Southeast European day-ahead electricity markets moved sharply higher on 1 April 2026, with prices converging across the region in a tight €150–158/MWh range, as reduced cross-border inflows and falling renewable output forced a stronger reliance on gas-fired generation.
The regional price rally was broad-based, with Hungary (HUPX) clearing at €154.3/MWh, Romania (OPCOM) at €156.3/MWh, Bulgaria (IBEX) at €155.4/MWh, and Greece (HENEX) reaching €155.0/MWh, marking one of the strongest synchronized upward moves in recent weeks.
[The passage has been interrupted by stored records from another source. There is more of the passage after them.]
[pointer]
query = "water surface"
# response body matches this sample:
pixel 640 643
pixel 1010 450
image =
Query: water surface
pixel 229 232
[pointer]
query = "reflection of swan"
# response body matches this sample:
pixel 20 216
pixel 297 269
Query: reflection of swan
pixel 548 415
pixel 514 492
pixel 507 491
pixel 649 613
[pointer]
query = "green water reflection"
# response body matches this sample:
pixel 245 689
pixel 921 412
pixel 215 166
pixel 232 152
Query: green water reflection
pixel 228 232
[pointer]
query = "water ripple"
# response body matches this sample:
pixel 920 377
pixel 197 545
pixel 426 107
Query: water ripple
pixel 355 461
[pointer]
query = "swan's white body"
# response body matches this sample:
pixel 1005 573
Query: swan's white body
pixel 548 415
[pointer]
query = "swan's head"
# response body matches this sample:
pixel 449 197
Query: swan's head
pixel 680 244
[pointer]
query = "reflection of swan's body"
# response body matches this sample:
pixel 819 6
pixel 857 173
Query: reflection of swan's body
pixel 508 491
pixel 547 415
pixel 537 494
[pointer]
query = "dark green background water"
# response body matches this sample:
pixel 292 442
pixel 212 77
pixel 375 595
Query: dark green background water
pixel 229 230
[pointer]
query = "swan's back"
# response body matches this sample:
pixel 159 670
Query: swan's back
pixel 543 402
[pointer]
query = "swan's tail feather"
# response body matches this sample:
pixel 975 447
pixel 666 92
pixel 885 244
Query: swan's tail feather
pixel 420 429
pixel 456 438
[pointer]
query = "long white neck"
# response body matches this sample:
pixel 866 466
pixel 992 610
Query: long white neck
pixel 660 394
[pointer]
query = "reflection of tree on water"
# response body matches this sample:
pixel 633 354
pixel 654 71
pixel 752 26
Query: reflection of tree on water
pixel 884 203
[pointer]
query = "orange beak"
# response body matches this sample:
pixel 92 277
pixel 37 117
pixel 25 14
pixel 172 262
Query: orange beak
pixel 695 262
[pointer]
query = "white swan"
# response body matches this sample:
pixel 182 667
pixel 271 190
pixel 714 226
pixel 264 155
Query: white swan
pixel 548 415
Serbia’s SEEPEX price settled at €158.5/MWh, maintaining a premium to neighbouring markets, while Croatia and Slovenia followed closely at €151–150/MWh levels.
The only significant divergence came from Albania, where ALPEX dropped to €138.7/MWh, reflecting localized hydro oversupply and weaker coupling with the broader regional price formation.
The convergence of prices across Central Eastern and Southeast Europe highlights a tightening system balance, with shared marginal cost drivers now dominating price formation across interconnected markets.
Import compression drives market tightness
A key catalyst behind the price surge was a sharp contraction in cross-border electricity imports, particularly from Central Europe into Hungary and the wider SEE region.
Total net imports declined to 1,325 MW, down 687 MW day-on-day, while flows from core markets such as Austria and Slovakia dropped even more steeply, falling to 2,765 MW, a reduction of 1,439 MW.
This reduction in external supply significantly tightened liquidity across the region, forcing domestic generation to cover a larger share of demand and pushing marginal prices higher.
At the same time, the Hungary–Germany spread narrowed to around €10/MWh, sharply lower compared to previous sessions, reducing arbitrage incentives and limiting the ability of cheaper Western European power to flow into Southeast Europe.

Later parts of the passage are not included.